Verleugnung

In der Psychologie ist die Verleugnung ein Abwehrmechanismus und ein Prozess, bei dem äußere Reize, Tatsachen oder Informationen schlichtweg nicht wahrgenommen werden. Während man bei der Verdrängung ein inneres Gefühl „vergisst“, wird bei der Verleugnung die Realität im Außen mit einem „Nein“ beantwortet.

Die Funktionsweise: Wie das Gehirn „blind“ wird

Verleugnung schützt das Ich vor einer Überwältigung durch Angst oder Schmerz. Das Gehirn bewertet eine Information als so bedrohlich für die psychische Existenz, dass der Zugang zum Bewusstsein blockiert wird.

  • Der Mechanismus:
    Die Sinnesorgane nehmen die Information zwar auf, aber das Bewusstsein verweigert die Verarbeitung.
  • Das Ziel:
    Aufrechterhaltung der Handlungsfähigkeit in einer akuten Krise.
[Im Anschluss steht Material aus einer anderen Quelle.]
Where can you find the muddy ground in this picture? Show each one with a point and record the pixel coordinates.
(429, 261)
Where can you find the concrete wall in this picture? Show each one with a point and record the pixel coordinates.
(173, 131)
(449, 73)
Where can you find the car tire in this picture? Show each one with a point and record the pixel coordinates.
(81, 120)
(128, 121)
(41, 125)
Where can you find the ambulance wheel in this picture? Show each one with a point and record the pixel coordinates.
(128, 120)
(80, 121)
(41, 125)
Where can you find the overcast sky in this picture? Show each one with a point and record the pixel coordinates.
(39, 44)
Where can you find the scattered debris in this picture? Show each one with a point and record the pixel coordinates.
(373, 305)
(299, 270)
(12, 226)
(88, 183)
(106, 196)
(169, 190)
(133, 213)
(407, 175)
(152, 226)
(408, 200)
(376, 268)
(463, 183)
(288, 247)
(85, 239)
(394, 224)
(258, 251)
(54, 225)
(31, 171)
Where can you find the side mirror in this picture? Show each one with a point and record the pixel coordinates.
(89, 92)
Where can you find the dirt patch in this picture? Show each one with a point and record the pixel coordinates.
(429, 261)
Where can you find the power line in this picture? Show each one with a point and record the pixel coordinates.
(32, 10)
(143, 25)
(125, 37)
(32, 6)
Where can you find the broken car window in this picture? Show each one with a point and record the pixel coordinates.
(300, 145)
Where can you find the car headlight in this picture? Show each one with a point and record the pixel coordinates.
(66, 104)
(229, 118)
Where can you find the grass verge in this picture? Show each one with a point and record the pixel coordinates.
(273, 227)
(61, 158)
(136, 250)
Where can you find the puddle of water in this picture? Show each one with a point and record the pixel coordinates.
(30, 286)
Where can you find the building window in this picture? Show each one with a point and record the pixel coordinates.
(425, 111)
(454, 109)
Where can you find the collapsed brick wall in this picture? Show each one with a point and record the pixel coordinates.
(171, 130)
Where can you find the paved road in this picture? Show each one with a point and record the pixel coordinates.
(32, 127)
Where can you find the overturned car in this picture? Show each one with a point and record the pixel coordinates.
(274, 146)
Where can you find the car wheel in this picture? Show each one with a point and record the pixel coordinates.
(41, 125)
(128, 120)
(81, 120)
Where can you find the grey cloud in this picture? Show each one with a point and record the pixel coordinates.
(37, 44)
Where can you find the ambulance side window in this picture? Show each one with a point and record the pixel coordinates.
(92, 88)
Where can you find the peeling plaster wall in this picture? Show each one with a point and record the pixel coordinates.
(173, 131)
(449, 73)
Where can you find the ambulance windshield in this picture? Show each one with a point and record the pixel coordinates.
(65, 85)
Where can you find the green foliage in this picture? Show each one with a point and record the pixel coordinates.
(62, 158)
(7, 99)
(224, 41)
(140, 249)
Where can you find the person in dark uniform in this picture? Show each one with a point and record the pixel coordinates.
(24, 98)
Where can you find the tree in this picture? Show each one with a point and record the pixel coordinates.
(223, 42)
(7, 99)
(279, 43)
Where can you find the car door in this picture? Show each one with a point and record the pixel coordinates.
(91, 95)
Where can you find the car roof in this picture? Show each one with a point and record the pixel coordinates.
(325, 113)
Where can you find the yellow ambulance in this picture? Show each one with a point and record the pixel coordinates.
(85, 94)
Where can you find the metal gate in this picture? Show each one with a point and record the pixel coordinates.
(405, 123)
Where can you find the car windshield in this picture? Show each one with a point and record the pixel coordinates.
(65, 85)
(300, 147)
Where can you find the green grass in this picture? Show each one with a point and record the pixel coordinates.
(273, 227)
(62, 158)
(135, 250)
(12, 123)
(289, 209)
Differenzierung: Was Verleugnung ist – und was nicht

Um Verleugnung psychologisch präzise zu verstehen, muss man sie von ähnlichen Verhaltensweisen abgrenzen:

Begriff Psychologischer Vorgang Beispiel
Verleugnung Die Realität wird unbewusst nicht anerkannt. Ein Hinterbliebener deckt nach Wochen noch immer den Tisch für den Verstorbenen.
Lüge Die Realität ist bekannt, wird aber bewusst falsch dargestellt. Ein Schüler behauptet, er habe die Hausaufgaben gemacht, obwohl er weiß, dass es nicht stimmt.
Verdrängung Ein innerer Konflikt oder Wunsch wird unbewusst gemacht. Man „vergisst“ den Termin beim Zahnarzt, weil man unbewusst große Angst hat.
Dissimulation Bewusstes Verbergen von Symptomen (oft bei Ärzten). Ein Patient verheimlicht Schmerzen, um früher entlassen zu werden.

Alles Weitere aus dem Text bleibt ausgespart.